As a child, I was mesmerised by silent movies of the 20s and 30s. What I loved was how the absence of dialogue allowed the viewer to project their own fantasies upon the characters. To this end, I never speak on stage; my dialogue with my audience is entirely visual, except for the odd sigh or yelp. So I fancied finding a voice through my novel. I wasn't after a serious literary tome yet; I chose to write a "bonkbuster" because I loved the tongue-in-cheekiness of it, since that camp element is always present in my stage shows. I love the genre's cartoonish heroes and villains, the pace, the Dynasty-esque glamour: private jets, sex, scandal, intrigue, catfights, dangerous liaisons. I had no shortage of inspiration.

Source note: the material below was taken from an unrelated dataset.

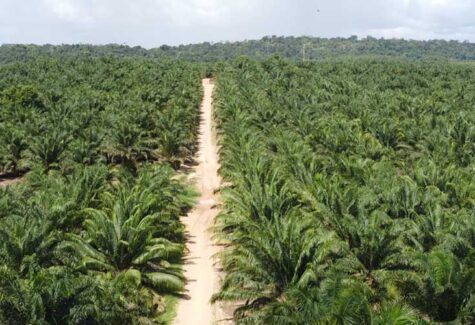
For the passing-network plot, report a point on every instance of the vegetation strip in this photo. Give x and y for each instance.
(92, 233)
(353, 191)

In between shows, I sketched out two novels. I wanted the second to be a follow up to Tease – I am calling it Strip (of course). I filled those hours when I was on a plane or settled in my dressing room after a sound check. I suppose I let my working surroundings seep on to the page. I got to know my characters and created eccentric, dramatic little life stories for each of them. I let the hubbub of the real lifestyle lay its roots in the story. Yet when it came to the bulk of the text, I decamped to my house in south-west France. I envisaged my readers enjoying the novel on holiday, under the sun, or in a candle-lit bath with a glass of champagne – so I wanted to put myself there instead of in my dressing room. I also wanted to avoid real people making it into the fiction. Writing a novel was a bit like living in a parallel world; each morning I would look forward to what my characters were going to do that day.
On stage, what the audience sees is the tip of a very large iceberg. One 10-minute act can take around a year to create, from concept to research, with the designing and commissioning of props and costume, the music scores, choreography and rehearsing before it is ready to unveil. My costumiers alone hail from London, Paris, Vegas and New York. And then there is a production team to get the show on. Yet when I wrote my novel, my fantasy world unfolded right there on my laptop in front of me with just the tap of my bright red talons on the keyboard. I could decide whether or not I felt like killing off my villain yet – and then change my mind the next day. I could sit in my room and make my crazy worlds appear instantly in words.
There were no frantic fittings, prop prototypes, exhausting rehearsals, extortionate expenses, hours in the gym, heavy costumes that feel like medieval torture devices yet have to look light as a feather. I let Tiger Starr do all that in my place for a few months – and I also gave her a cupboard full of skeletons, a host of alpha males and bitchy vixens, as much sex as scandal, and decided to reward her with true love.